The Why Behind Wildfires

photo courtesy of google images

     This past decade will go down in history as one of the hottest on record, and it also came with record-breaking fires—fires that forced employees out of workplaces, animals out of natural habitats and families out of homes. But how do fires get to this point of destruction? How do they grow so strong that structures once standing are soon nothing but ash? Firefighters call the perfect storm that creates these natural disasters the fire triangle.

    The fire triangle is a culmination of three conditions that must be present to start a fire. To terminate a fire, firefighters try to eliminate one condition of the fire triangle because, without all three, a fire cannot start. These three conditions all working together eventually cause massive wildfires seen in the Amazon, Australia and California.

    The first condition is fuel, classified as “flammable material surrounding a fire, including trees, grasses, bush, even homes,” according to National Geographic. The greater the fuel load, the greater the fire. Anything that can burn can then be used as more fuel to strengthen the fire. There is only one way to take fuel out of the equation, and that is by fighting fire with fire.

    The CTIF or International Association of Fire and Rescue Services explains the method as a backfire or a controlled fire. The idea is to pre-burn the area that the fire is headed, therefore burning all the available fuel. By taking fuel out of the equation, the initial fire cannot spread. But it is not always a quick fix.

    A backfire can help stop the initial fire, but there is also a risk that the backfire can start an entirely new fire. Backfires are a unique battle on their own; they are most effective if the counter-fire is close enough to the fire front that it can be consumed by the original fire. This can only happen if the wind is cooperating, if the wind weakens the fire will stay in one place and just burned the desired area. If not, a whole new fire can spread and create destruction. This explains the importance of the next part of the fire triangle, air.

    For anything to burn there needs to be a significant amount of oxygen. Air provides the oxygen that a fire needs to burn. It also helps flames travel great distances so quickly. National Geographic used California fires as an example. California fires escalate so quickly due to the Santa Ana winds, “hot, dry gusts that turn small blazes, often cause by humans, into neighborhood-charring infernos.” The winds can carry flames far distances, turning a once tame fire uncontrollable. When the air is hot and dry with large gusts of wind, it is the perfect environment to start a fire. There is only one thing missing, the heat source.

    Although fires are classified as natural disasters, most fires are started from heat sources created by human error. According to the Insurance Information Institute, “As many as 90 percent of wildland fires in the United States are caused by people.” People provide a heat source from careless acts of campfires left unattended, thrown out cigarettes, burning buildings and fallen power lines.

    Mistakes from power companies have initiated many devasting fires.

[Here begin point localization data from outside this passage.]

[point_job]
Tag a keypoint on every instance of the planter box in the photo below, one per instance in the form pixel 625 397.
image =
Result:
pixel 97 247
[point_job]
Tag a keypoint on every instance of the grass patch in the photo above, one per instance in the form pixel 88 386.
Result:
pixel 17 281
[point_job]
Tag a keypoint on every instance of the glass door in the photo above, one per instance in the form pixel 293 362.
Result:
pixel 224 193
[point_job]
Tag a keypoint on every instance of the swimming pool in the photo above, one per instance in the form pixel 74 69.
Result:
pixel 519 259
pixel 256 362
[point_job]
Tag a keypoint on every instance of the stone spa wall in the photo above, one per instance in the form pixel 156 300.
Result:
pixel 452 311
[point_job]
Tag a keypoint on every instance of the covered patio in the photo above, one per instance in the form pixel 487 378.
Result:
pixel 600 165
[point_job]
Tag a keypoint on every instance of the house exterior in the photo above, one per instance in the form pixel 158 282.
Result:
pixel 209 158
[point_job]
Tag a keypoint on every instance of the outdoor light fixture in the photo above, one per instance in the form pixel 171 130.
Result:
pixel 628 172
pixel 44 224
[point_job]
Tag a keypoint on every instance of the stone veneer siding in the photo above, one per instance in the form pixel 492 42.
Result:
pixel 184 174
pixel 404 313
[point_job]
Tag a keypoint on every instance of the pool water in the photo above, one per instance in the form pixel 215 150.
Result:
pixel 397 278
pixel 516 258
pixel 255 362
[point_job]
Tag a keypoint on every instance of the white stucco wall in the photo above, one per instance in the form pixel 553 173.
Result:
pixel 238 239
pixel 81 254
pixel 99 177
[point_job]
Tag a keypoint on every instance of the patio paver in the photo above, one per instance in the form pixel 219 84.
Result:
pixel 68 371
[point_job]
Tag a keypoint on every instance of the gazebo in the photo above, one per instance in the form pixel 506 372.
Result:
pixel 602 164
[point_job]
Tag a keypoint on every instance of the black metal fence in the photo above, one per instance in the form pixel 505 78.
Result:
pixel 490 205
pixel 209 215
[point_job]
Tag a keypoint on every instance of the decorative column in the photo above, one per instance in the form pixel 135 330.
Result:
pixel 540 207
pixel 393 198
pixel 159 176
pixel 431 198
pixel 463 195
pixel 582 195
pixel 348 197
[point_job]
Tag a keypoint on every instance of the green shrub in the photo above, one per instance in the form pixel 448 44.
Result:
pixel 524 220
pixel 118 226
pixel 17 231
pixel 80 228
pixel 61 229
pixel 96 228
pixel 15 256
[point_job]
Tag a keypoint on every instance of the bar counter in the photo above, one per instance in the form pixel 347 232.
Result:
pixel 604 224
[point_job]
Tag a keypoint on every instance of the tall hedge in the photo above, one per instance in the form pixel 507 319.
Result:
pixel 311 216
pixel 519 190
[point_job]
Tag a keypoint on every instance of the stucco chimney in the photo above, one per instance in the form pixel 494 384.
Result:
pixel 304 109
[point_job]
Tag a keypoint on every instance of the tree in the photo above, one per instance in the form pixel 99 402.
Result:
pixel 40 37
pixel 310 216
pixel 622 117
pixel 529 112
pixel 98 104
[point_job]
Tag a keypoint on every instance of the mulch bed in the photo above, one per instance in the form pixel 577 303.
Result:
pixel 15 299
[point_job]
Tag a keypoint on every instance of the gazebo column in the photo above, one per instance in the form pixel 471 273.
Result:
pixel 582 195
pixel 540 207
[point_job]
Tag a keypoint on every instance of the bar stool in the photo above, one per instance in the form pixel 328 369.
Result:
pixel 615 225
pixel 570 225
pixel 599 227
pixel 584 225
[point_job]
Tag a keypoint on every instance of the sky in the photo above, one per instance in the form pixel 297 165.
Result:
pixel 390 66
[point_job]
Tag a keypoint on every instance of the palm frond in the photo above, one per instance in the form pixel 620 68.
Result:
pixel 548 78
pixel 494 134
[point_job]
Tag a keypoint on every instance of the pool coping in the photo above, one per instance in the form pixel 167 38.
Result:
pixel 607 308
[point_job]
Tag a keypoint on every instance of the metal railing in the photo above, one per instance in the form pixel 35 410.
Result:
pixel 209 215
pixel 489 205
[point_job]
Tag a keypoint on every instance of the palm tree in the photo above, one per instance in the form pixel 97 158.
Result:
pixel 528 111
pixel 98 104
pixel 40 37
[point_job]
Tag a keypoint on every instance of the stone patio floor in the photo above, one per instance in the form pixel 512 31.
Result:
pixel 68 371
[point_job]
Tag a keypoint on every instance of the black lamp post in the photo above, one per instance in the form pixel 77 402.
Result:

Specifically, in California, The Pacific Gas and Electric Company was the cause of California’s Camp Fire in 2018. This fire was the most devastating in California’s history, and the company is eager to not cause another devastation. They intend to stop mistakes by planning blackouts. Therefore, much of California goes without power for an extended amount of time to limit the risk of another fire starting due to errors in power equipment.

    Government officials and Firefighters work to stop any of the three elements that make up the fire triangle. If they are successful, people’s childhood homes are saved, the air is healthier to breathe and animals can stay where they belong. But the failure to stop these elements ends in catastrophe, that is why people across the country are working to find new ways to better control these uncontrollable fires.